No one saw those moments. And after 6 months, it had been “long enough” that I should have been able to move past it. Part of that was on me, for not accepting that I could need help and ask for it without being weak. But part of it is on society, for sending that message in the first place. I felt like I had to be upbeat and positive about everything, to the extent that my default when talking about the accident (which is still my default now) was to joke about it. Lighten the mood so that the people around me both a) wouldn’t be too uncomfortable and b) wouldn’t judge me for being broken. And the fact that I felt that way and had that feeling reinforced by others is not okay.

If any of this story resonates with you, if you’ve ever felt forgotten and weak, or like you can’t handle the challenges that life is throwing at you, know that you aren’t alone. And just because pain, whether physical or mental, isn’t visible, doesn’t mean it isn’t real. It doesn’t mean you aren’t strong, and it doesn’t mean you don’t deserve help.

The world breaks everyone, and afterward, some are strong at the broken places. –Ernest Hemingway

2 Replies to “Mental Health, Part 1: The Dangerous Fallacy of Invincibility”

  1. Elizabeth,

    I got here from the Fatphobia post, which I saw recommended on Twitter (by @our_nextlife).

    Anyway.

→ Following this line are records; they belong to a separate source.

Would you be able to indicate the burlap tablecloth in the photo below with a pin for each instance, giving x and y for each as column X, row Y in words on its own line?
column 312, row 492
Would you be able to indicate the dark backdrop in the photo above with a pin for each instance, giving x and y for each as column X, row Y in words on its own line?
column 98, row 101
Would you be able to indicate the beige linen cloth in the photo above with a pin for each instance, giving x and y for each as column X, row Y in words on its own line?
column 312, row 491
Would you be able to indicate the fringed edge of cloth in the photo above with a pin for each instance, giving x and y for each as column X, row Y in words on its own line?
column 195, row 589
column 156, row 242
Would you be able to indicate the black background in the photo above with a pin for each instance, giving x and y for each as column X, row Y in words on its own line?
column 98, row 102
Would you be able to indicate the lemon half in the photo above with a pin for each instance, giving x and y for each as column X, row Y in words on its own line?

This article resonated with me, for sure.

    For example, “please confirm for me that this was in some way your fault and not a horrible random piece of chance so that I can comfort myself by believing that this could never happen to me or someone I love” has been so, so true in my experience. I would argue that the second-most-common response is about control over events as well. If you didn’t have control over being injured, but you sued the person who injured you and won, then you took back control over events. So now everything is neat & tidy again. Or so they want to believe.

    Chronic illness and chronic pain remove any illusions of control one may have harbored. In my experience, accepting that I couldn’t even control my own body forced me to admit that I can’t really control anything in life – control is just a comfort mechanism people cling to. I can control my actions/behaviors. I can (mostly) control my attitudes. I can’t fully control outcomes or circumstances. So I’m working on accepting life as it unfolds, since I can not longer cling to the delusion that controlling circumstances will prevent bad things from happening.

    I say none of this as an excuse to behave badly or refuse to take control of that which I can control. Financial behaviors, for example. I may not be able to control the outcomes (ability to work, stock market swings, etc.), but I can still choose how to spend my time and money.

    Anyhow, thanks for writing this. You were able to put some things into words which I felt but struggled to express.

    Best wishes,

    Crew Dog

    1. Crew Dog, thank you for your lovely note. I’m so glad that my post helped you–it can be so hard to deal with a sudden change in health or the onset of a chronic illness. Even just writing it definitely helped me as well! I think the more we speak out about these things and connect with others, the more we realize we aren’t alone.